In December, 15,000 passionate protesters marched through the capital. And with the government’s recent ban of offshore oil exploration projects, Jeanette Fitzsimons, former Green party co-leader and the head of CANA, is optimistic about similar change to the energy and farming sectors.

The Labour-NZ First-Green party coalition seems focused on setting a new global precedent, weaning NZ away from a United States which has jettisoned the Paris Agreement. The move replicates another 20 years ago, when New Zealand’s anti-nuclear movement was central to an upsurge in New Zealand nationalism. Now, the same sense of going it alone on foreign policy is apparent both locally and in Parliament.

Dr. Gradon Diprose, a senior lecturer at Massey University, argues that this echoes an older expression of colonial nationalism, that saw “New Zealand as a land of natural abundance”. This: “eco-nationalism” is centered on “protecting certain visions of picturesque landscapes and unspoiled natural beauty”. The slogan “Clean, green New Zealand” is prevalent in popular culture and tourism marketing. The public seems to have latched onto it too, and ranked keeping NZ’s waterways “clean and green” top of a recent survey of of kiwis’ top concerns.

Three decades ago, it was the 10 July 1985 sinking of the Greenpeace flagship Rainbow Warrior that thrust local activists’ fears into the public eye, resulting in an almost nation-wide expression of climate-protectionism.


The bombing, a French intelligence operation sparked by Greenpeace’s calls for an end to foreign nuclear testing in the Pacific, galvanised a great deal of change to New Zealand’s overseas defence policies. A lack of censure from New Zealand’s Western allies drove Wellington to distance itself from the United States, while the shock of seeing a friendly nation violate NZ’s sovereignty left many at home seething.

Thirty years on, the foreign policy split throughout the Anglosphere, regarding Russian-Western relations, globalism, and the old international rules-based order, is becoming wider. Climate change is just the tip of the iceberg.

Most Kiwis you talk to will shake their heads in disapproval at US president Donald Trump’s scandalous outing last year in Helsinki. But US defiance of internationally brokered climate resolutions is something they can see clearly reflected in rural communities across the country.

The country saw records broken at both ends of the extreme weather spectrum last year. As 2018 kicked off, Kiwis sweltered through the hottest summer on record, while in Golden Bay, a small inlet near the northern tip of the South Island, residents endured the largest flood in 150 years. So, when President Trump tweets “So much for Global Warming”, the majority of New Zealanders look back fondly on NZ’s 1985 decision to boycott the “ANZUS” treaty, putting New Zealand at odds with its war-time ally America on defence legislation.

Public calls to take the same track on environmental regulation have become louder in the wake of Donald Trump’s election. The former US Secretary of State, Rex Tillerson, received a frosty “unwelcome” while on a flyby to the capital in 2017, with the New York Times’ Washington correspondent, Gardiner Harris remarking: “I’ve never seen so many people flip the bird at an American motorcade as I saw today”. Protests against President Trump’s stance on climate change are beginning to gain greater traction further still, with the hundred-strong “march for science” setting the tone for the new government later that year.

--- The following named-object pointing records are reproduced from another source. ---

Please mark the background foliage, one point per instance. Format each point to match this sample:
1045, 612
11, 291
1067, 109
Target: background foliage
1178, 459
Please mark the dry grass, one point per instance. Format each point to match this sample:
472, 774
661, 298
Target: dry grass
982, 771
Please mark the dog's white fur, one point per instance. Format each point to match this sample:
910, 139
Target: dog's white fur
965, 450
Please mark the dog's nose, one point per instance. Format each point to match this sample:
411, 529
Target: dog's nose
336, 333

New Zealand certainly isn’t afraid of radicalism, and its activists are persistent. It’s already banned single use plastics in supermarkets. Plenty more is to come, Smith says.

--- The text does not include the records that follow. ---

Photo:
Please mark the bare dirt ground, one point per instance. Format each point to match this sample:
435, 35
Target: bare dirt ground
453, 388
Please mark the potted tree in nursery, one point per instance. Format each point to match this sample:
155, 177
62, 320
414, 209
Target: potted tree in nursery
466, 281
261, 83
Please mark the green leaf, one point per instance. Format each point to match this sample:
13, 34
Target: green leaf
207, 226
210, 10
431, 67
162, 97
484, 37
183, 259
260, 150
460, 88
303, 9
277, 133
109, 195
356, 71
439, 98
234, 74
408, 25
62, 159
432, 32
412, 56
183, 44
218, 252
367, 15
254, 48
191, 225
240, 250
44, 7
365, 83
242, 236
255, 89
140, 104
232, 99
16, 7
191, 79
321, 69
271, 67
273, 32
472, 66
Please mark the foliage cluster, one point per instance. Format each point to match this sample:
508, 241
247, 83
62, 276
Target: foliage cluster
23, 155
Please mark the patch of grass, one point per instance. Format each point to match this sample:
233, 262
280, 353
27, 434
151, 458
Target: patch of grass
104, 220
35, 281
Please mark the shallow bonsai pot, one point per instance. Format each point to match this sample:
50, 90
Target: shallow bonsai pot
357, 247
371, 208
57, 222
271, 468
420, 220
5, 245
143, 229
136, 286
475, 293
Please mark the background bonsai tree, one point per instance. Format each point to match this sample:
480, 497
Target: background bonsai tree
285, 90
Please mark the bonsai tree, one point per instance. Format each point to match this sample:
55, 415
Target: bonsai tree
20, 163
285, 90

And yes, reform is going to inhibit sometimes vital industries: “It doesn’t matter which way you spin the dice on this, whatever’s being done is going to hurt. People who are looking for a painless way of mitigating climate change, [but] I don’t think there is one.”

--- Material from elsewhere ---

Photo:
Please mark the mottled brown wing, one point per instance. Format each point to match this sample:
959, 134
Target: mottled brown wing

But among Smith’s troupe of climate agitators, the feeling is that, without drastic change, “the land”, the heart of the Maori ethos, is going to be hurt far more.

Back in Auckland, NZ’s financial hub, an electric scooter craze is gripping the city. This, too, has gained the support of local environmentalists. In New Zealand, a national sense of pride is always coupled with a certain eccentricity. In a country this size, change always starts small.